Il était à côté de moi et cherchait quelqu'un du regard, quelqu'un que je savais être Athéna, et dont je connaissais déjà, et pour mon plus grand malheur, le sort. Un son d'apocalypse me monta aux oreilles, avivant ce souvenir, rouvrant cette plaie de ma mémoire que j'avais à peine réussi à fermer malgré ma sagesse et ma sérénité si longuement acquises.
-Elle est là-bas! cria-t-il en saisissant mon bras et alors qu'il désignait de l'index une forme vêtue de sa Kamui, ensanglantée et inerte.
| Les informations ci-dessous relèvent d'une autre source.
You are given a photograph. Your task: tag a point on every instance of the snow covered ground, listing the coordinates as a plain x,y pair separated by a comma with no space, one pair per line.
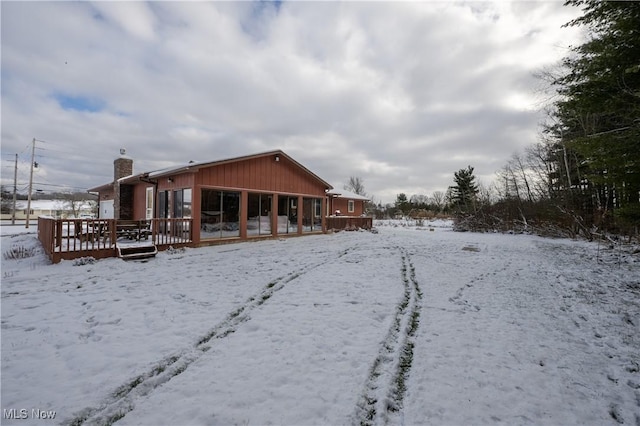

Un fracas digne du ciel rencontrant la terre résonna, couvrit les paroles que j'aurais voulu prononcer, les mots d'horreur qui venaient à ma bouche et je me précipitais avec mon frère de toujours vers cette jeune fille dont j'étais tombé amoureux, et qui était la déesse de la guerre.
Je tombais à genoux, sur la terre d'ébène que devenait Élision, devant ce corps mince et presque mort, et la prit contre moi. Son cœur ne battait plus qu'à peine, et pourtant, ce bruit si faible parvenait à se faire entendre dans les méandres de la destruction, l'écroulement d'une puissance que les Saints étaient parvenus à ébranler au point de vaincre.
Sion se tenait debout, derrière nous, alors que je serrais celle à qui j'avais tout donné, mon esprit, mon cœur, et ma vie entière.
-Écoutez, écoutez, chevaliers, il me reste encore certains mots à prononcer avant de m'en aller... pour des centaines d'années.
Malgré la douleur, malgré le sang et la terreur, sa voix était calme, majestueuse, et personne, à cet instant et depuis la création du monde, semblait à mes yeux plus représentatif de la véritable nature divine.
Je pleurais, sans m'en rendre compte, mais des larmes coulaient sur mon visage, le noyant dans mon chagrin. Derrière moi, Sion faisait de même car si notre déesse s'en allait, s'était aussi la jeune fille qui nous quittait, celle dont nous avions fait notre amie la plus chère, celle qui riait avec nous des folies de Sion, qui me parlait latin et grec ancien pour me faire plaisir, celle dont finalement, nous étions, l'un et l'autre et sans même s'en apercevoir, tombés éperdument amoureux.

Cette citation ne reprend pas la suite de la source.